Cassandra is a highly-distributable NoSQL database with tunable consistency. What makes it highly distributable makes it also, in part, vulnerable: the whole deployment must run on synchronized clocks.
It’s quite surprising that, given how crucial this is, it is not covered sufficiently in literature. And, if it is, it simply refers to installation of a NTP daemon on each node which – if followed blindly – leads to really bad consequences. You will find blog posts by users who got burned by clock drifting.
In the first installment of this two part series, I’ll cover how important clocks are and how bad clocks can be in virtualized systems (like Amazon EC2) today. In the next installment, coming out next week, I’ll go over some disadvantages of off-the-shelf NTP installations, and how to overcome them.
About clocks in Cassandra clusters
Cassandra serializes write operations by time stamps you send with a query. Time stamps solve an important serialization problem with inherently loosely coupled nodes in large clusters. At the same time however, time stamp are its Achilles’ heel. If system clocks runs off each other, so does time stamps of write operations and you are about to experience inexplicable data inconsistencies. It is crucial for Cassandra to have clocks right.
Boot-time system clock synchronization is not enough unfortunately. No clock is the same and you will eventually see clock drifting, i.e. growing difference among clocks in the system. You have to maintain clock synchronization continually.
It is a common misconception that clocks on virtual machines are somewhat resistant against clock drifting. In fact, virtual instances are especially prone to, even in a dramatic way, if the system is under heavy load. On Amazon EC2, you can easily observe drift about 50ms per day on unloaded instance and seconds per day on a loaded instance.
How much clocks need to be synchronized? It depends on your type of work load. If you run read-only or append-only queries, you are probably fine with modestly synchronization. However if you run concurrent read-update queries it’s starting to be serious. And if you do so because of API calls or concurrent job processing, it’s critical down to milliseconds.
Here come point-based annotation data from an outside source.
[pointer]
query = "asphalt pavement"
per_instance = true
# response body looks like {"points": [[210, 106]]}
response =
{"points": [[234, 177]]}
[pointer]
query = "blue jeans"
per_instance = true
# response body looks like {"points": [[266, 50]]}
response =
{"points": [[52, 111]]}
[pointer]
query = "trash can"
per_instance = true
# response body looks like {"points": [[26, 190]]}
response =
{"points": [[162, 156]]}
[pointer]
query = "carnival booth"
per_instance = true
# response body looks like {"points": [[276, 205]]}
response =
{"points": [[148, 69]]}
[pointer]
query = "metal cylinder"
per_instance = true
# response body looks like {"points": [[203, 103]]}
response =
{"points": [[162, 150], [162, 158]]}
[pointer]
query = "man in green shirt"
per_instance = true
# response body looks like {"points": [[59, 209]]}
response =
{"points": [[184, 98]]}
Unfortunately, there is great, off-the-shelf ready solution. Why unfortunately?
Network Time Protocol
Network Time Protocol (NTP) gets the time from external time source in the network and propagates it further down the network. NTP uses hierarchical tree-like topology, where each layer is referred to as “clock strata”, starting with Stratum 0 as the authoritative time source, and continuing with Strata 1, 2, etc. Nodes which synchronizes clocks with nodes on Stratum n become nodes on Stratun n+1. NTP daemon sends time queries periodically to specified servers, adjusts the value to network latency associated with the message transmission, and re-adjusts the local clock to the calculated time. Running NTP daemon will help to avoid clock drifting especially on loaded machines.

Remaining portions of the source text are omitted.